Apreté los puños con tanta fuerza que sentí las uñas clavarse en mis palmas. Un nudo amargo me atenazaba la garganta, ahogando cualquier intento de defensa. Qué ingenua había sido al tener la esperanza de que ellos me salvarían. Intenté hablar, pero las palabras se negaron a salir. Mi padre, interpretando mi silencio como culpabilidad, continuó su letanía de insultos antes de cortar la llamada.

Un dolor lacerante me atravesó el cuerpo, una agonía que se extendía desde los huesos hasta la última fibra de mi ser. Me doblé sobre la cama y vomité.

Mirando los cuatro dólares que quedaban en mi cuenta, me incorporé tambaleante. Tenía que irme al hospital para conseguir algunos analgésicos.

Jamás imaginé encontrarme con Yolanda Villalba en la entrada del hospital. Ahí estaba ella, con un parche para la fiebre en la frente, rodeada por mis padres que la miraban con ojos desbordantes de preocupación y un séquito de médicos especialistas.

—Ana, ¿qué haces aquí? No has aparecido por la escuela estos días. Me dijeron que te fuiste a vivir con tu novio —comentó, mientras su mirada se deslizaba intencionadamente hacia mi vientre.

Mi enfermedad me había vuelto más sensible al frío que la gente común. Por eso, antes de salir del sótano, me había puesto varias capas de ropa, lo que me hacía ver más voluminosa y torpe de lo normal.

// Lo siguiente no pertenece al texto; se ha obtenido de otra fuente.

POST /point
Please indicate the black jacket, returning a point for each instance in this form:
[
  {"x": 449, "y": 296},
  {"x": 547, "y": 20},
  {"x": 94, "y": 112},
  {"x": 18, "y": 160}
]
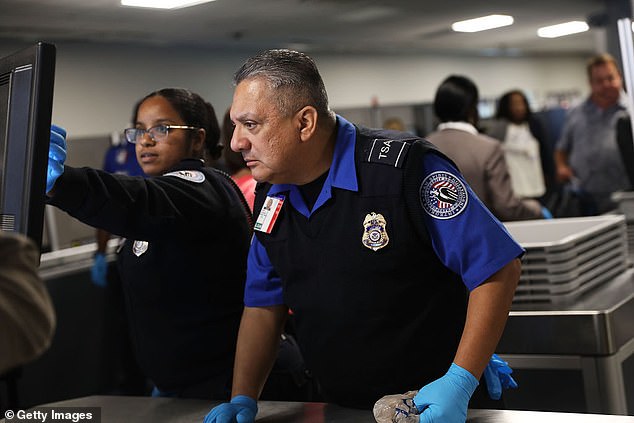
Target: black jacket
[{"x": 182, "y": 265}]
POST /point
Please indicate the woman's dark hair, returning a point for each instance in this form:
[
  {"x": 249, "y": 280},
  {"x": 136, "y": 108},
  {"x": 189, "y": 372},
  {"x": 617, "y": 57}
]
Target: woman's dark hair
[
  {"x": 233, "y": 160},
  {"x": 504, "y": 106},
  {"x": 194, "y": 111},
  {"x": 457, "y": 100}
]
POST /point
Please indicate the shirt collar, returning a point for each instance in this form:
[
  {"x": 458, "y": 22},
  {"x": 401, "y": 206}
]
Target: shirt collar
[
  {"x": 460, "y": 126},
  {"x": 622, "y": 103},
  {"x": 342, "y": 173}
]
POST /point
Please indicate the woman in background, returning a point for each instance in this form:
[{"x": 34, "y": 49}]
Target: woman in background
[
  {"x": 525, "y": 145},
  {"x": 187, "y": 233}
]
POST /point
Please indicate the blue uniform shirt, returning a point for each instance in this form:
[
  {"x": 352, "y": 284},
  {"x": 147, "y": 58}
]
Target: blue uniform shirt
[{"x": 473, "y": 244}]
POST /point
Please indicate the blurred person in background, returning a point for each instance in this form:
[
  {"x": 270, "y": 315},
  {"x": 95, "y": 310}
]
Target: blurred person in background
[
  {"x": 524, "y": 141},
  {"x": 587, "y": 155},
  {"x": 480, "y": 158},
  {"x": 27, "y": 317}
]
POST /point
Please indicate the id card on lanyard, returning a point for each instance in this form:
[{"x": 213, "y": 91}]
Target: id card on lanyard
[{"x": 269, "y": 213}]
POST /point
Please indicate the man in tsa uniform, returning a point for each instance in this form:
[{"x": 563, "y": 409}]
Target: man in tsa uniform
[{"x": 398, "y": 277}]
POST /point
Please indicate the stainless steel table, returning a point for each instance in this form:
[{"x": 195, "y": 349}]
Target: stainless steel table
[
  {"x": 576, "y": 357},
  {"x": 169, "y": 410}
]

Yolanda se cubrió la boca con fingida sorpresa y preguntó:

—¿Ana, es cierto que estás embarazada? ¿Viniste sola al hospital? ¿Tu novio no te acompaña?

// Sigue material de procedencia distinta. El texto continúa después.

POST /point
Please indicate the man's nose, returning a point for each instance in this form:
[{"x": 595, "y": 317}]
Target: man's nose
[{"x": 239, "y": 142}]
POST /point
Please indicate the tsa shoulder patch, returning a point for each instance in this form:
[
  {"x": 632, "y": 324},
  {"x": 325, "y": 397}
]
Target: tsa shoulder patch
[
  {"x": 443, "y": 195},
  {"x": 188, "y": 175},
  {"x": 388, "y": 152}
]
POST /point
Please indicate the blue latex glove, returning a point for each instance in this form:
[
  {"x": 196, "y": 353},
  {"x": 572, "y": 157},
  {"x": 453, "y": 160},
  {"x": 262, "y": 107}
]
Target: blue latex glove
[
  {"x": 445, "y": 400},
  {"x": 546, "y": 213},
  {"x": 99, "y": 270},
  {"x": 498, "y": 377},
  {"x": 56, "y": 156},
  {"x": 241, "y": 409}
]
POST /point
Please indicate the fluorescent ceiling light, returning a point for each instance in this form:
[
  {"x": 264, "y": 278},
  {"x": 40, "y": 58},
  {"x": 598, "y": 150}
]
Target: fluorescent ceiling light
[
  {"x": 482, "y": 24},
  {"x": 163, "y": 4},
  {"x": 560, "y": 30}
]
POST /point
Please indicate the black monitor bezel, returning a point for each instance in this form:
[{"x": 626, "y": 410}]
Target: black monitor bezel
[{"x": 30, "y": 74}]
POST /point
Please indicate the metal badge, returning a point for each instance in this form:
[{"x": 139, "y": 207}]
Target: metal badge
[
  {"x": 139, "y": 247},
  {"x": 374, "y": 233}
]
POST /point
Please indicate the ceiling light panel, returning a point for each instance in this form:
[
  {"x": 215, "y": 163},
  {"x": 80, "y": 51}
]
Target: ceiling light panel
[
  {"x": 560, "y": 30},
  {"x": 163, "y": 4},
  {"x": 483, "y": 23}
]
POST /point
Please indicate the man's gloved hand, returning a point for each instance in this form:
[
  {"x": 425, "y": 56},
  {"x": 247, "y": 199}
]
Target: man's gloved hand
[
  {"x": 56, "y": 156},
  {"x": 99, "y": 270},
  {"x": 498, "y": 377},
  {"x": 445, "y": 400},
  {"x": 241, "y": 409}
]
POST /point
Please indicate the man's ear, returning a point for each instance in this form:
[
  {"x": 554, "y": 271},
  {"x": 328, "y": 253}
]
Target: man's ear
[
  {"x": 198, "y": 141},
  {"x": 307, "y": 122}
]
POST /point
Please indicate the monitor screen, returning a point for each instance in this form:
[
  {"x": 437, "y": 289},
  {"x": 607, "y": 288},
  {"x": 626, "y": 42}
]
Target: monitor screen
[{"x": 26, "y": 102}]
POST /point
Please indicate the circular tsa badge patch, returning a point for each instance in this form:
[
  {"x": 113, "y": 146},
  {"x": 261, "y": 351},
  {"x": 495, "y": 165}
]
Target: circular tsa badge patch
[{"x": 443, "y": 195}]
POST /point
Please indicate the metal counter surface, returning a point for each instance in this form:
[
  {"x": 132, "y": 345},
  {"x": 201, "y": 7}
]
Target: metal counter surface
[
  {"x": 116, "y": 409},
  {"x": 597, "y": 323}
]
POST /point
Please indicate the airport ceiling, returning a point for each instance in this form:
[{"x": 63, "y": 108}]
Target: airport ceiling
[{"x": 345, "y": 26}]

Al escucharla, mis padres estallaron:

—¿Así que el dinero que pedías era para abortar? ¡Desgraciada! Hasta inventaste lo del cáncer para engañarnos. ¡Te maldices a ti misma solo para sacarnos dinero!

Una agonía me atravesó el pecho. Si tan solo se hubieran molestado en preguntar por mi situación, sabrían que había dejado la escuela hace tiempo, mucho menos habría tenido tiempo para involucrarme con hombre alguno.

Mi padre me agarró con violencia de la oreja y, frente a todos, intentó darme una lección. El mareo me invadió de golpe, mis piernas flaquearon y casi me desplomé.

Intenté mostrarles el diagnóstico que sostenía en mi mano temblorosa, suplicando que no creyeran en las mentiras de Yolanda. Pero ni siquiera lo miraron. Mi padre lo arrojó al suelo y lo pisoteó sin vacilar, mientras gritaba:

—¡Incluso quedas embarazada de un cualquiera! ¡Aléjalo de mí! ¡No contamines mis ojos con tus porquerías!

—No es así... No estoy embarazada, jamás les he mentido, por favor, créanme —supliqué entre sollozos.

Pero mis palabras se perdieron en el vacío. Tomaron la mano de Yolanda y se marcharon, dejándome sola con mi dolor.

Gasté hasta la última moneda en analgésicos. Me lo tomé uno tras otro. ¿Pero por qué mi corazón sigue doliendo tanto? ¿Por qué este frío no abandona mi cuerpo?”, me pregunté en silencio.

Arrastrando mi cuerpo debilitado, salí del hospital. Alcé la vista hacia el cielo gris azulado y, por primera vez en mi vida, me sentí verdaderamente perdida, sin saber hacia dónde dirigir mis pasos.